I tested this on my own S3 storage and an IAM user with AmazonS3ReadOnlyAccess.
$ pip install boto3
import boto3
from pathlib import Path
BUCKET_NAME = "nc-campaign-finance-storage"
LOCAL_DIR = Path.cwd() / 'data'
s3_resource = boto3.resource('s3')
bucket = s3_resource.Bucket(BUCKET_NAME)
for obj in bucket.objects.all():
s3_file = obj.Object()
local_file = LOCAL_DIR / s3_file.key
if local_file.exists():
if local_file.stat().st_size == s3_file.content_length:
print(f'{s3_file.key} already downloaded')
continue
local_file.parent.mkdir(parents=True, exist_ok=True)

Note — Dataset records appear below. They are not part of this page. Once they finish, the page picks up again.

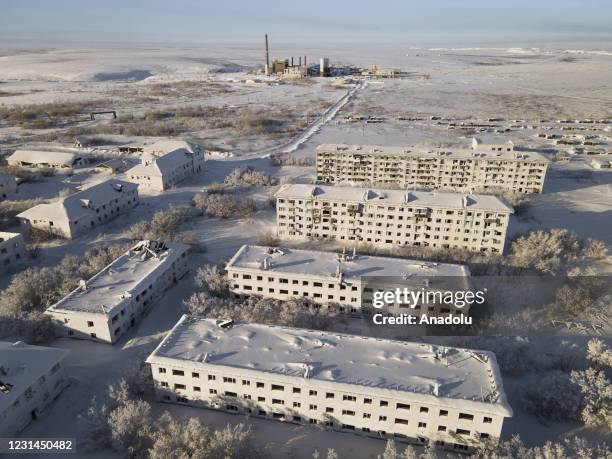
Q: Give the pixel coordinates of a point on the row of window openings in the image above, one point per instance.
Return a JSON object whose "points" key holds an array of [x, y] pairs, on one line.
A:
{"points": [[297, 390], [294, 281]]}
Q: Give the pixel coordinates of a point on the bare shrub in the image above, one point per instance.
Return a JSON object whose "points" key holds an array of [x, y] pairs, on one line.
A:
{"points": [[163, 226], [213, 280], [550, 251], [224, 205], [247, 177], [553, 397], [298, 312]]}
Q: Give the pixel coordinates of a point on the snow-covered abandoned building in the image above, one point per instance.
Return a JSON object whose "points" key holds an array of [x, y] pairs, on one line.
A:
{"points": [[8, 186], [31, 377], [452, 169], [393, 217], [60, 160], [78, 213], [12, 251], [106, 306], [388, 389], [165, 164], [344, 279]]}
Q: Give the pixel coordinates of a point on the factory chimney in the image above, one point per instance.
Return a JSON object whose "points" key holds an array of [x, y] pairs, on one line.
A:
{"points": [[267, 66]]}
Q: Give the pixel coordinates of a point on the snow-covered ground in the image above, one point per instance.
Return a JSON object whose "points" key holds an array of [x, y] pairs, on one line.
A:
{"points": [[511, 83]]}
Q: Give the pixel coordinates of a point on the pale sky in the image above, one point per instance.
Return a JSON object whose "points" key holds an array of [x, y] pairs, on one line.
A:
{"points": [[243, 21]]}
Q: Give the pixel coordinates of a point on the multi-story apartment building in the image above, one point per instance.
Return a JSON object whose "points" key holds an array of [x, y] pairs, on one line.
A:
{"points": [[344, 279], [59, 160], [106, 306], [31, 377], [477, 170], [165, 164], [78, 213], [389, 389], [8, 186], [393, 217], [12, 251]]}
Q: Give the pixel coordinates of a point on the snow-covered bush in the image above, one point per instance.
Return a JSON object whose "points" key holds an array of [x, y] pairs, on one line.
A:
{"points": [[553, 397], [213, 280], [247, 177], [224, 205], [551, 251], [297, 312], [163, 226]]}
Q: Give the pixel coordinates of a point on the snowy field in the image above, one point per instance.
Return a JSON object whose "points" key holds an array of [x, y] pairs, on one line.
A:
{"points": [[528, 89]]}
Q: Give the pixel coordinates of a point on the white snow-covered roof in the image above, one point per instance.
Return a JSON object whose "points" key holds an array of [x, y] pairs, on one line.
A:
{"points": [[123, 278], [325, 264], [162, 147], [163, 157], [415, 152], [4, 236], [59, 158], [80, 204], [21, 365], [414, 371], [427, 199]]}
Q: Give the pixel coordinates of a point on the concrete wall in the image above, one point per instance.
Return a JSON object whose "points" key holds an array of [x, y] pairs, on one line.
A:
{"points": [[387, 225], [308, 401], [33, 401]]}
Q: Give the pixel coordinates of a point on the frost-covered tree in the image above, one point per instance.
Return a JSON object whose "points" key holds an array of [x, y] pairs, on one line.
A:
{"points": [[213, 280], [553, 397]]}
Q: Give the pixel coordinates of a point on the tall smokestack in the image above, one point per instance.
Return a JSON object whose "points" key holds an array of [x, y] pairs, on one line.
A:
{"points": [[267, 67]]}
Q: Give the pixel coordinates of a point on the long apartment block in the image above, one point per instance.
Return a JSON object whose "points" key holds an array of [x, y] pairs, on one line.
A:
{"points": [[388, 389], [479, 170], [391, 218], [31, 377], [345, 279], [106, 306]]}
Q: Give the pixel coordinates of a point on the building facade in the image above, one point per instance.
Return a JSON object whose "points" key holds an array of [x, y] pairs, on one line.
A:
{"points": [[483, 169], [80, 212], [59, 160], [106, 306], [390, 218], [165, 164], [347, 280], [8, 186], [12, 251], [387, 389], [31, 377]]}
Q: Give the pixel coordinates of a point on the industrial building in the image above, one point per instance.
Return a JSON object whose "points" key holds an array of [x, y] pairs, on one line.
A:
{"points": [[165, 164], [80, 212], [413, 392], [8, 186], [106, 306], [487, 168], [391, 218], [12, 251], [59, 160], [31, 377], [345, 279]]}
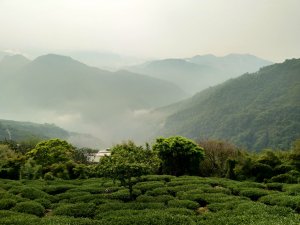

s3_file.download_file(str(local_file))
print(f'{s3_file.key}')
print("Done")
The change needs to be dynamic to download any and all files not already located in the docker image(a static list of files is not sufficient) and should require elevated privileges requiring AWS secrets.
I'd like to take this issue. Boto3 looks straightforward, but I'll need credentials for an S3 user with "programmatic access".